What to do when your SaaS pricing is WRONG!

There’s nothing worse than changing the price of your SaaS product after your audience is used to your current digits. Oh wait. Yes there is: Failure. Bankruptcy. Going home for Thanksgiving dinner and explaining to your family why you moved back into your parents’ garage.

The stakes are high, and if you didn’t guess right the first time on your pricing, you could be driving away customers or scrambling to make a profit. It’s okay, really. Finding the right price point is challenging for all of us.

Let’s look at a few of the ways you may have gotten off track from the beginning.

“What’s a price like you doing on a product like this?”

1. You undervalued your product

I can’t tell you how many times I’ve heard this one. Think of it this way: If you can offer more value than your competitors and offer a slightly lower price point – you win! That “lower” price point doesn’t need to be the rock bottom. But, if you offer much more than your competitors, then you have earned the right to charge more.

Another factor that often influences our pricing decisions is if producing the product seemed “easy” to create, it’s tempting to price low because you don’t think anything easy could possibly be worth more. Here’s a more productive (and lucrative) perspective: How much value does your product offer the end user? If it took you 5 minutes to solve someone’s biggest problem in life, then good for you! Charge them top dollar and they’ll be delighted to pay.

2. Not so much a strategy as an educated guess…

Often, we try to find competitors and base our prices off of theirs. This is not a terrible way to start, but keep in mind that you don’t know all the facts of that price point. What is their overhead? What does their business model look like? Is that price point even working for them? But more importantly, if you just copy your competitor’s pricing, you’ve lost an opportunity to differentiate yourself.

3. You’re just trying to cover your costs and have a decent profit margin

I hear you. I do. It makes a whole lot of sense to create your price using a formula of how much you spent to create it, how much it takes to produce and market it, and how much it costs to pay everyone involved (including yourself). And then you may have shareholders you’d like to impress with healthy returns on their investments. Here’s the problem: your customers don’t give a flying fig about any of that. You have to find the price your market is willing to pay, and if that doesn’t cover your costs, then you’ve got some adjustments to make.

4. You tried “Freemium” and now you want out

Freemium can work great for some, but absolutely decimate others. Here’s the problem with Freemium: it doesn’t actually give you any indication of interest in your product. All it does is show you that people like things that are free. And that’s not news. Moving from Free to paid will require very gentle handling to ensure you don’t alienate your current freeloader user base.

Back to black

Let’s talk brass tacks here friends. When you raise your prices, you’ll anger customers.
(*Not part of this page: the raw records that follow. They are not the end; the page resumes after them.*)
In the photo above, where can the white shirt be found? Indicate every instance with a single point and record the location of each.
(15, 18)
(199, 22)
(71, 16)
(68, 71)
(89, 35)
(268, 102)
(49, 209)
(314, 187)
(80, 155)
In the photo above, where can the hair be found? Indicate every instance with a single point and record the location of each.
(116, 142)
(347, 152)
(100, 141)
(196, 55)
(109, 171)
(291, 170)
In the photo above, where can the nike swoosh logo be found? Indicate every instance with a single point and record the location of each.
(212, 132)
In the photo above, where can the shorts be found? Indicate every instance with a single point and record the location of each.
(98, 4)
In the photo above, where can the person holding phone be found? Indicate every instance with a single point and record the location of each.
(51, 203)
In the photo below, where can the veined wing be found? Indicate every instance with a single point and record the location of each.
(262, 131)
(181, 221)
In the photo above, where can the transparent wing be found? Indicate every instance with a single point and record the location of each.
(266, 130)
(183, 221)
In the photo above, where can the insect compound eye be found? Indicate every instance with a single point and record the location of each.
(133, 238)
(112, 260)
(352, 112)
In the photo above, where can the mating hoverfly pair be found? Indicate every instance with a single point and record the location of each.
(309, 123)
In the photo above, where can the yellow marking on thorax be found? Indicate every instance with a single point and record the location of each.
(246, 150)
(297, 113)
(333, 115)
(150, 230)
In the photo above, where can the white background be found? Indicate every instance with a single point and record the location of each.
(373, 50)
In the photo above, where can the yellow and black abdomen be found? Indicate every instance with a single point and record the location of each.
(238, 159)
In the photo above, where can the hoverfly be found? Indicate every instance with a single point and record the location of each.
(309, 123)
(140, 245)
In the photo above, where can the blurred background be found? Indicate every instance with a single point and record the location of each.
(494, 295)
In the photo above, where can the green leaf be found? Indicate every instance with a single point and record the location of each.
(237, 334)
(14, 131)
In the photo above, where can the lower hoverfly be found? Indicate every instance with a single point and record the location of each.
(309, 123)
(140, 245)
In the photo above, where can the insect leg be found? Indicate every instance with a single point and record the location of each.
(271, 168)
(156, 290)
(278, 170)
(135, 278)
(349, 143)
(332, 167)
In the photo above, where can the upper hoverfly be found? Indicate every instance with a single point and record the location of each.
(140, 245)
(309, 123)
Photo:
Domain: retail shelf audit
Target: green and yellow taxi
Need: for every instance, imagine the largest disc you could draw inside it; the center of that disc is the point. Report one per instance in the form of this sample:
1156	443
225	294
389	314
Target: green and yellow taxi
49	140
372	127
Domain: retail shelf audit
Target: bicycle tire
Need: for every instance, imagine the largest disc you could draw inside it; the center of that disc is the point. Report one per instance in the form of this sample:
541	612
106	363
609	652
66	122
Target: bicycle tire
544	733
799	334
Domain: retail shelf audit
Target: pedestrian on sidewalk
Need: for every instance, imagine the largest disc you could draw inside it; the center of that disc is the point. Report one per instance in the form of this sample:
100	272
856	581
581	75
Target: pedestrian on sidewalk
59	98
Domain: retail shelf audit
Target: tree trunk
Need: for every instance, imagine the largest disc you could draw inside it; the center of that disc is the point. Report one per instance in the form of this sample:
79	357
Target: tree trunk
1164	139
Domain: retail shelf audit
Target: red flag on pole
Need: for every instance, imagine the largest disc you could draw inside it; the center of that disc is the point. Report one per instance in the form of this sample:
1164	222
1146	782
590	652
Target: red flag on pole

But, there are crafty ways you can get them to spend more money without directly saying “Yes, I’d like you to pay more for exactly what you’re getting now.” You have to change the offering by giving them access to upgrades, add-ons, or some other form of added value that doesn’t cost much for you, but will justify a rise in price for them.


Creating a new edition, a bundle of new features, or a package with value adds can be a graceful way to increase your prices moving forward without alienating your original users. And, of course, you should offer (but not force) your current users the chance to upgrade.

Add-ons. If you’ve played Sims 3 (EA Games) recently, you’ll notice that there are some really cool-looking new pieces of furniture available (the furniture the game comes with is looking a little old-fashioned). But each of these décor items costs Sim Points (which translates to real dollars and cents). If you want a more fun gaming experience, you’ll pay for it. And it works. Facebook games use a similar model, like the infamous FarmVille that hooks you in and then charges money if you want to make your farm look as cool as your friends’ farms. Why not take a page from the game producer’s playbook?

Raising prices for new customers. Your old customers will be happy, and your new customers won’t know the difference.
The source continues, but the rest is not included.